Fundação José Silveira assegura na pandemia tratamento contínuo aos pacientes com tuberculose no IBIT

Nesta sexta-feira (04/12); dia Municipal de Combate à Tuberculose o Instituto Brasileiro para Investigação de Tuberculose (IBIT); unidade da Fundação José Silveira com indicadores de referência nacional. Tem garantido o atendimento de 33.447 pacientes de forma gratuita durante a pandemia do novo coronavírus.

Dessa forma, o núcleo Fundado pelo Professor José Silveira, reconhecido internacionalmente pelas pesquisas relacionadas à tuberculose; tem dado atendimentos; bem como consultas, exames e diagnósticos de novos casos de pelo SUS e recursos próprios.

Com um modelo de suporte integral alinhado ao programa Nacional de Controle da Tuberculose (PCT), o IBIT disponibiliza assistência médica nas áreas de pneumologia, tisiologia; bem como pediatria e clínica médica. Além disso, conta com atendimento nutricional, enfermagem e serviço social.
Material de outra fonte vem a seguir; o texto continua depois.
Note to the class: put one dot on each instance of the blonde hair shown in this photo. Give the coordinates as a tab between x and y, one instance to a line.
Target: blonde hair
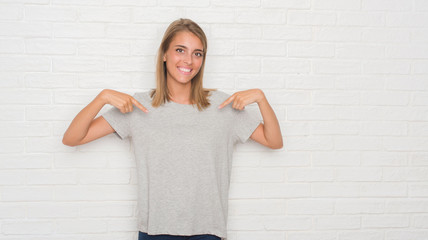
198	95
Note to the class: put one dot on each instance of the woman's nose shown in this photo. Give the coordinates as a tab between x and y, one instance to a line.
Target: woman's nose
188	59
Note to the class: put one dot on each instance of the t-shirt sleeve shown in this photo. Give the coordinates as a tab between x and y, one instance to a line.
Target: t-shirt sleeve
245	122
119	121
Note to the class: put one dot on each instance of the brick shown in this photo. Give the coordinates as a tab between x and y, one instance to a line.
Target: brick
287	223
285	65
287	32
337	222
309	207
359	206
385	5
310	18
256	206
260	48
293	4
79	30
235	3
103	14
385	98
25	64
310	50
309	175
261	16
26	227
50	14
357	51
18	29
337	4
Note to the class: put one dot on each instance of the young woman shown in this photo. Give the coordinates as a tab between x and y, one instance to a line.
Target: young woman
183	137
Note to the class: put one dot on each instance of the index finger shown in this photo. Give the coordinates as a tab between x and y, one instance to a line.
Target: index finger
139	105
227	101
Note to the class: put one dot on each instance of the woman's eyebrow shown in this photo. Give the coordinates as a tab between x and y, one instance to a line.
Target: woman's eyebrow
182	46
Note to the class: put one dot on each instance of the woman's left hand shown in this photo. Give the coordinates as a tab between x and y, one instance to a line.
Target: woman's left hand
243	98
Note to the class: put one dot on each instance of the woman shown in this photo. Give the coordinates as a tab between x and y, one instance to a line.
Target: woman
183	139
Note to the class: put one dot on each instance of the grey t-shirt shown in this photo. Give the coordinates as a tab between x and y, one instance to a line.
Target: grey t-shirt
184	162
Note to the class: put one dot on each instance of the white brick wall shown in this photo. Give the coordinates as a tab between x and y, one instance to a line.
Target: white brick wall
348	80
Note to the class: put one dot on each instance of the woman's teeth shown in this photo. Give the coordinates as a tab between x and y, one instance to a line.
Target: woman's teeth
185	69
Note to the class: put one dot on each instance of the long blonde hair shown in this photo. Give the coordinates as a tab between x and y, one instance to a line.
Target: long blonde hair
198	95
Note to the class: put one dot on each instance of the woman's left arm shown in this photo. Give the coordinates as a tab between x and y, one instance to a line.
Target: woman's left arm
269	133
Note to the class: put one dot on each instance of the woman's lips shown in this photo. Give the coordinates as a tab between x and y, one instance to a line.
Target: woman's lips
185	71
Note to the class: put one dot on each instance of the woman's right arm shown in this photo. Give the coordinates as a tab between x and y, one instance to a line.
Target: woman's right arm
84	128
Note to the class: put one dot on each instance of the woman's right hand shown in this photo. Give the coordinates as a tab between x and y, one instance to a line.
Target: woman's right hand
120	100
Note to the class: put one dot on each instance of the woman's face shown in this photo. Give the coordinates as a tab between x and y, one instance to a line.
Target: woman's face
184	57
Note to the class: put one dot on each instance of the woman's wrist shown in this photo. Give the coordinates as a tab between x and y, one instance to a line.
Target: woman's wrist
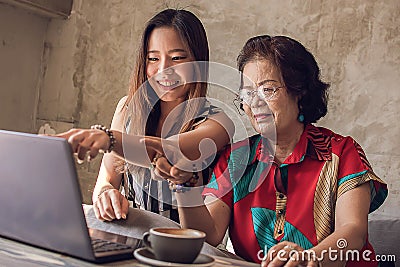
110	135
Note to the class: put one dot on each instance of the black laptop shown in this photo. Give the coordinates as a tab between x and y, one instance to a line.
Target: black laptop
41	203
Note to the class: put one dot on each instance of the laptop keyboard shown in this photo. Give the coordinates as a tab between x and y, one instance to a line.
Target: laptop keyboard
100	245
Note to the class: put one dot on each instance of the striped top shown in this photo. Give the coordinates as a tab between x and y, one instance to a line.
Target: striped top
154	194
296	200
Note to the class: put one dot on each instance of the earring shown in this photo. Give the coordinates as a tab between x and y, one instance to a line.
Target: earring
300	118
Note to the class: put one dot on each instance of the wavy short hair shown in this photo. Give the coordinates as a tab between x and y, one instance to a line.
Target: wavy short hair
298	68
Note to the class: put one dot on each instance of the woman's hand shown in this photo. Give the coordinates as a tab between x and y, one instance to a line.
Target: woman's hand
86	140
289	254
110	205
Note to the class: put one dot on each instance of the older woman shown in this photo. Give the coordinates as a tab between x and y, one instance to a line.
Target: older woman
300	192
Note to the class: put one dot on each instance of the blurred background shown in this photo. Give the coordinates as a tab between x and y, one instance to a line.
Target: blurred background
66	63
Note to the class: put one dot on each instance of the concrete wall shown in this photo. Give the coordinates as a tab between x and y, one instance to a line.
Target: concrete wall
21	70
89	59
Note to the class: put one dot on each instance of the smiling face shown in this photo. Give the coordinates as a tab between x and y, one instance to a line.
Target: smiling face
280	112
166	74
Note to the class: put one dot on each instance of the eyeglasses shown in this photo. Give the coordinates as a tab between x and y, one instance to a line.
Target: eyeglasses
265	92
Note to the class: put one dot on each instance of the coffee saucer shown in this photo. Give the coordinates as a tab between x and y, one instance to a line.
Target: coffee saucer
146	256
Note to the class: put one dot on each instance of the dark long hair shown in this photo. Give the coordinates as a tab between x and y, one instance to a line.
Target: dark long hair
298	68
193	34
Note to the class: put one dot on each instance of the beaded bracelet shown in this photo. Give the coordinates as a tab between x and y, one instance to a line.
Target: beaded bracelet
109	133
181	188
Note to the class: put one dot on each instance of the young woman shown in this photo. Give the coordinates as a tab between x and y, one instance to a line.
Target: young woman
166	99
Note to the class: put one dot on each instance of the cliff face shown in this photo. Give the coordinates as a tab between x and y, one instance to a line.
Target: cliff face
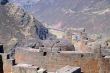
19	28
94	15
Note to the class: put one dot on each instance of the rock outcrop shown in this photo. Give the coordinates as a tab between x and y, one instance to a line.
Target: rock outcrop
19	28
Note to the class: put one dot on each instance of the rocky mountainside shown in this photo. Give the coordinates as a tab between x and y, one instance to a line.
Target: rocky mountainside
94	15
18	28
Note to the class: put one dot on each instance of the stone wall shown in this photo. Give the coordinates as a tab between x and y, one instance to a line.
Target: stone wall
88	62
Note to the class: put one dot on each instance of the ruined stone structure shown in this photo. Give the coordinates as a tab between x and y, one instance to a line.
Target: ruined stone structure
33	60
26	49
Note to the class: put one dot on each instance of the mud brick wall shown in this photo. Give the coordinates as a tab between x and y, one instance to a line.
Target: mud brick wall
88	62
1	64
17	69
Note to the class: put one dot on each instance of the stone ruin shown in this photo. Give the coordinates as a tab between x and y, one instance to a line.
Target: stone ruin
30	49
Cuidados dos pacientes durante a pandemia

 

Além disso, em ajuda a população mais vulnerável a unidade desenvolve um trabalho de apoio social; bem como acompanhamento nutricional e complementação alimentar, com fornecimento gratuito de pães de soja, leite de soja e cestas básicas.
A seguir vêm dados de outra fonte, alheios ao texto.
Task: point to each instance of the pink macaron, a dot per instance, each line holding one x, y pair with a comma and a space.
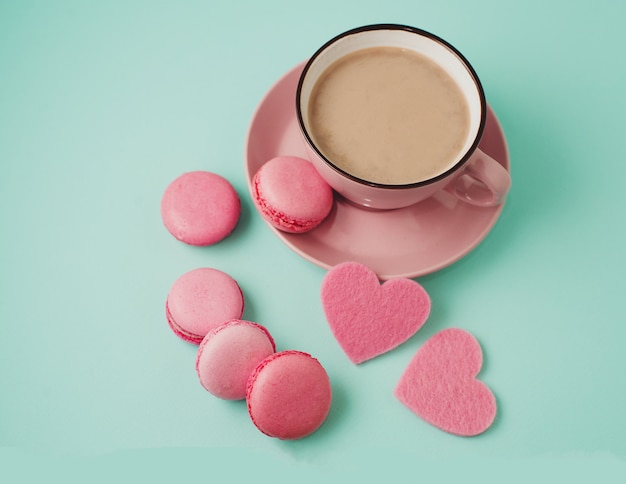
229, 354
201, 300
291, 195
200, 208
289, 395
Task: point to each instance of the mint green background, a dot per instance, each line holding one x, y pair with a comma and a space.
102, 104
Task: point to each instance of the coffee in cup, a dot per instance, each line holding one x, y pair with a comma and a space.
391, 114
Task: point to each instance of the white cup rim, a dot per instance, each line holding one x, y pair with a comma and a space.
390, 26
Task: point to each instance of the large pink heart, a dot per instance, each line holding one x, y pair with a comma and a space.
440, 384
367, 318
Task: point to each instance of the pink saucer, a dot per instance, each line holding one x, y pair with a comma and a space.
409, 242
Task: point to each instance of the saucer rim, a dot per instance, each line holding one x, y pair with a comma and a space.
413, 273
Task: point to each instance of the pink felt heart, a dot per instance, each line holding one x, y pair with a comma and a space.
440, 384
367, 318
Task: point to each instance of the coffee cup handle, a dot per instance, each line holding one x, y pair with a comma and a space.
482, 181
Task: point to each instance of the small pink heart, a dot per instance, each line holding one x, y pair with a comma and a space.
367, 318
440, 384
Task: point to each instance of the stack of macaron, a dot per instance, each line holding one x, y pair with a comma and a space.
288, 393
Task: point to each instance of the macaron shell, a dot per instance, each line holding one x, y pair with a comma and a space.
200, 208
201, 300
228, 355
291, 195
289, 395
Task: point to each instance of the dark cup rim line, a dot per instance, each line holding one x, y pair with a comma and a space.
390, 26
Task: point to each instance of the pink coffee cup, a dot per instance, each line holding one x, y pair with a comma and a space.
472, 175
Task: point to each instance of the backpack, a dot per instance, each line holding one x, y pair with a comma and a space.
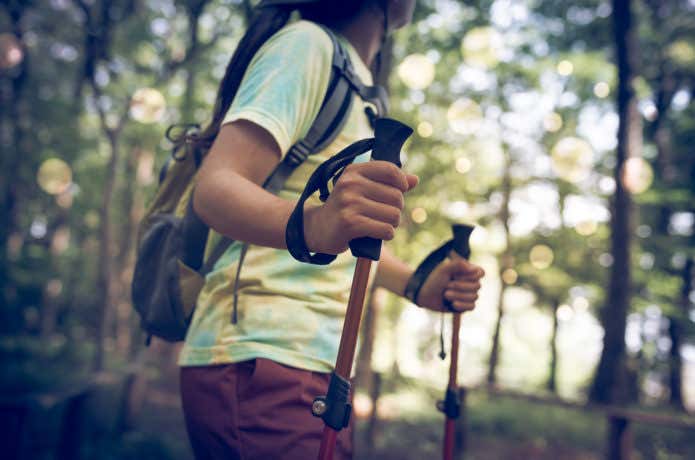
176, 249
O conjunto de ações reflete nas taxas de cura e adesão ao tratamento alcançadas pela instituição acima dos índices preconizados pelo Ministério da Saúde. Diante das demandas causadas pela pandemia, a Fundação José Silveira implantou no IBIT um ambulatório para atender pacientes com sequelas pulmonares pós COVID-19. As manifestações clínicas da doença incluem síndrome respiratória aguda e pneumonia. O serviço disponibiliza consultas e exames gratuitos, com uma equipe multidisciplinar que atua de acordo com protocolos médicos baseados nas normas dos órgãos oficiais, como o Ministério da Saúde e a Organização Mundial de Saúde (OMS).

 

A tuberculose na Bahia

De acordo com a Secretaria de saúde da Bahia (Sesab); mesmo com mais de 43 milhões de vidas salvas no mundo, por meio de diagnóstico e tratamento efetivo entre 2006 e 2015; a tuberculose está entre as doenças infecciosas que mais mata no Brasil. A Bahia ocupa o 3º lugar com maior carga da doença no país.
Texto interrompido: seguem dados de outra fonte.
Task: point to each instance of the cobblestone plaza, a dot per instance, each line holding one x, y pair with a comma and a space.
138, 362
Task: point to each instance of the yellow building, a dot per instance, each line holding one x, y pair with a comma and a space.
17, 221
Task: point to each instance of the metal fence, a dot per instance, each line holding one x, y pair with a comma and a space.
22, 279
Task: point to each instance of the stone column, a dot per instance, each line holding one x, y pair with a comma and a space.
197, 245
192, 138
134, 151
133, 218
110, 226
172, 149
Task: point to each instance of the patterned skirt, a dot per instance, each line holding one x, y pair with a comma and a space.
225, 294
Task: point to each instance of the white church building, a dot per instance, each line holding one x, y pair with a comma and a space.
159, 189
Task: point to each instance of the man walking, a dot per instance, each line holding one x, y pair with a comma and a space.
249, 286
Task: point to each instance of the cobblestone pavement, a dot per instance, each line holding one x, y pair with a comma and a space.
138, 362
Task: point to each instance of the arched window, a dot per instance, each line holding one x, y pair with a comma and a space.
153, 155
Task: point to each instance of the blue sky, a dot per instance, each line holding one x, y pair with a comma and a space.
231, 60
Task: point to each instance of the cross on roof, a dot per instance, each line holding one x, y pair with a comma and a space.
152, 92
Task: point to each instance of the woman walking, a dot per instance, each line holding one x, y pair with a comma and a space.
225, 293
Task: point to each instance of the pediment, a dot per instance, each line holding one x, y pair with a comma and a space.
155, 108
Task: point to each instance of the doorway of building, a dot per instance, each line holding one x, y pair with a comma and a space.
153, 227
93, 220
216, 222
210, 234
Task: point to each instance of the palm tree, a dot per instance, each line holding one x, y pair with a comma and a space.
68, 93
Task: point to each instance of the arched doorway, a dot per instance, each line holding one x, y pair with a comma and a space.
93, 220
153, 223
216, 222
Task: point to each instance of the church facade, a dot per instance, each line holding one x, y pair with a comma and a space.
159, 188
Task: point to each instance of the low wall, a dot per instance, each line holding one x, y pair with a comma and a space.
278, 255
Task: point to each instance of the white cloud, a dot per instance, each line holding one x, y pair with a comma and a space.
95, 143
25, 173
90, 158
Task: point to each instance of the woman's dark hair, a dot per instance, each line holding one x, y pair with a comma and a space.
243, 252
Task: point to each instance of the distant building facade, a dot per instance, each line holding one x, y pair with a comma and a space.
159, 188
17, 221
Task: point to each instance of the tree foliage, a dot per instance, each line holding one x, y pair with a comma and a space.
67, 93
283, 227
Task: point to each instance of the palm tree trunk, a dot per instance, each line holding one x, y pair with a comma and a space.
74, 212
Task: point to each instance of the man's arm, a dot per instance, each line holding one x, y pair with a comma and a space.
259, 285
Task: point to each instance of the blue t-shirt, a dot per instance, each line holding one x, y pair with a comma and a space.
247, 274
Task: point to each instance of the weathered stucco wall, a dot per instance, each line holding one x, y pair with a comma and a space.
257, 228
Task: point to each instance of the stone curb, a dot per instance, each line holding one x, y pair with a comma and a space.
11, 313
Na Bahia, a média é de 4.500 casos diagnosticados anualmente. Contudo; apenas 61,8% são curados e o abandono de tratamento chega a 6,1%. Em 2018, foram registrados 4.750 novos casos da doença, desses, 295 foram a óbito. Ainda assim, no mesmo ano, Salvador registrou 1.565 casos e 75 óbitos. Até fevereiro de 2019, na Bahia, 479 pessoas contraíram a tuberculose. Dessas, 21 foram a óbito. Em Salvador, esse número de casos chegou a 175, com sete óbitos.